SPECIAL SERIES : SF State Budget Woes
HHS Hit Hard in Budget Proposal
April 19, 2004 6:38 PM
SF State’s College of Health and Human Services could be forced to cut $800,000 from its myriad of programs if a proposed $10.3 million in overall academic budget cuts is approved by the president and Academic Senate.
Of the 10 departments, the School of Social Work and the consumer and family studies/dietetics department (CFS/D) could be hit the hardest by the proposed cuts.
The School of Social Work is looking at a $200,000 budget cut, and the possible discontinuance of its undergraduate program. While the CFS/D cuts are reaching $140,000, both programs will leave many part-time instructors without positions.
Eileen Levy, director of the School of Social Work, is very upset that her department is under the gun.
“It’s devastating. We have about 250 students in our program who are primarily students of color who come from immigrant communities,” Levy said.
“Most are multilingual and are in social work because they want to give back to the community. Although everyone in the program will be able to graduate we will not be taking any new entrants into our program. I feel sad for the students. It’s a total loss.”
Dr. Nancy Rabolt, chair of CFS/D, said she is disturbed the master’s degree in family consumer sciences also is being considered for elimination.
“It’s quite upsetting. It’s a small program, and it doesn’t cost very much to run our program,” Rabolt said.
The master’s program is losing four positions and popular classes like Children and Family and Adolescents and Families, according to Rabolt, who said she hopes those classes can be offered once every three semesters.
The graduate program has been in existence since 1958 and is of high quality, according to Murphy. This group of leaders and managers is the hardest to recruit, he added.
“It’s really an inopportune time to discontinue the master’s degree program when we clearly have so many people in need.”
The master’s program, which currently has 35 graduate students, helps prepare and direct students to work with nonprofit associations like the YMCA, YWCA and the Boys and Girls Clubs of America.
SF State student Sterling Brown is currently studying in the Recreation and Leisure program and interns at the YMCA. While Brown is just an undergraduate, the cut in the program will prevent him from pursuing a master’s degree in the program at SF State.
“I’ve thought about continuing in the master’s program,” Brown said. “Now with the cuts, I will have to move out of San Francisco, if I decide that it is something that I want to do.”
The college’s gerontology program also is being slated for a proposed cut. The university will only save an additional $250,000 if the program is eliminated from the curriculum.

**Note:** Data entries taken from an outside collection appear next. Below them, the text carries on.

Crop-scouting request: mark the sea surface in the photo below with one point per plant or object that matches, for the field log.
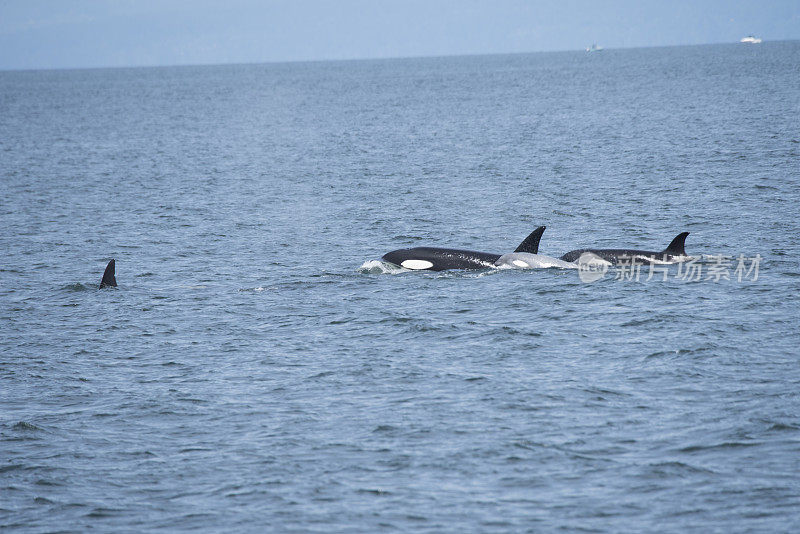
(258, 369)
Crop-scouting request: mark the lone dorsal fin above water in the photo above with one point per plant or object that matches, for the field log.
(531, 243)
(108, 276)
(676, 247)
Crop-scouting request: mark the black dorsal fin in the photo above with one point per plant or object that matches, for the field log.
(531, 243)
(676, 247)
(108, 276)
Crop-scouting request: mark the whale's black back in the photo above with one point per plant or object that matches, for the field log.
(443, 258)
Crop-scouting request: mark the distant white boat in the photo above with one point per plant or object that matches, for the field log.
(750, 39)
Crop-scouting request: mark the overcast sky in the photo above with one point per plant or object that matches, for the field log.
(93, 33)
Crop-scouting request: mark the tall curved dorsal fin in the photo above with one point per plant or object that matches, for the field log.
(531, 243)
(108, 276)
(675, 248)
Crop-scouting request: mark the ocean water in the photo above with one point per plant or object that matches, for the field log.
(258, 369)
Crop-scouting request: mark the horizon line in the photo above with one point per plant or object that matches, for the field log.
(374, 58)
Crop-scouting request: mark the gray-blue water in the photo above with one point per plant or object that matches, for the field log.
(257, 370)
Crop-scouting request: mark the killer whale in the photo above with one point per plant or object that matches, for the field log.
(440, 259)
(108, 276)
(674, 252)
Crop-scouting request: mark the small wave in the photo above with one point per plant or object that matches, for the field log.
(380, 267)
(75, 287)
(25, 426)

“It’s ridiculous; by 2025, 25 percent of the California population will be 65 or older,” said Brian de Vries, gerontology department chair. “Other than Notre Dame (de Namur University), SF State has the only gerontology program in Northern California.”
According to the Academic Senate Policy on Academic Program Discontinuance, which was approved by President Robert Corrigan in 1993, there are decision variables that must be considered before a program is cut.
Based on importance to the institution, quality of the program, and efficiency and demand for the program cuts may be made.
Furthermore, recommendations to discontinue a program can be made by either the faculty of the program, the dean of the college, the vice president for Academic Affairs or the president of the university.
Students enrolled in programs slated for elimination are guaranteed completion of their degrees at SF State.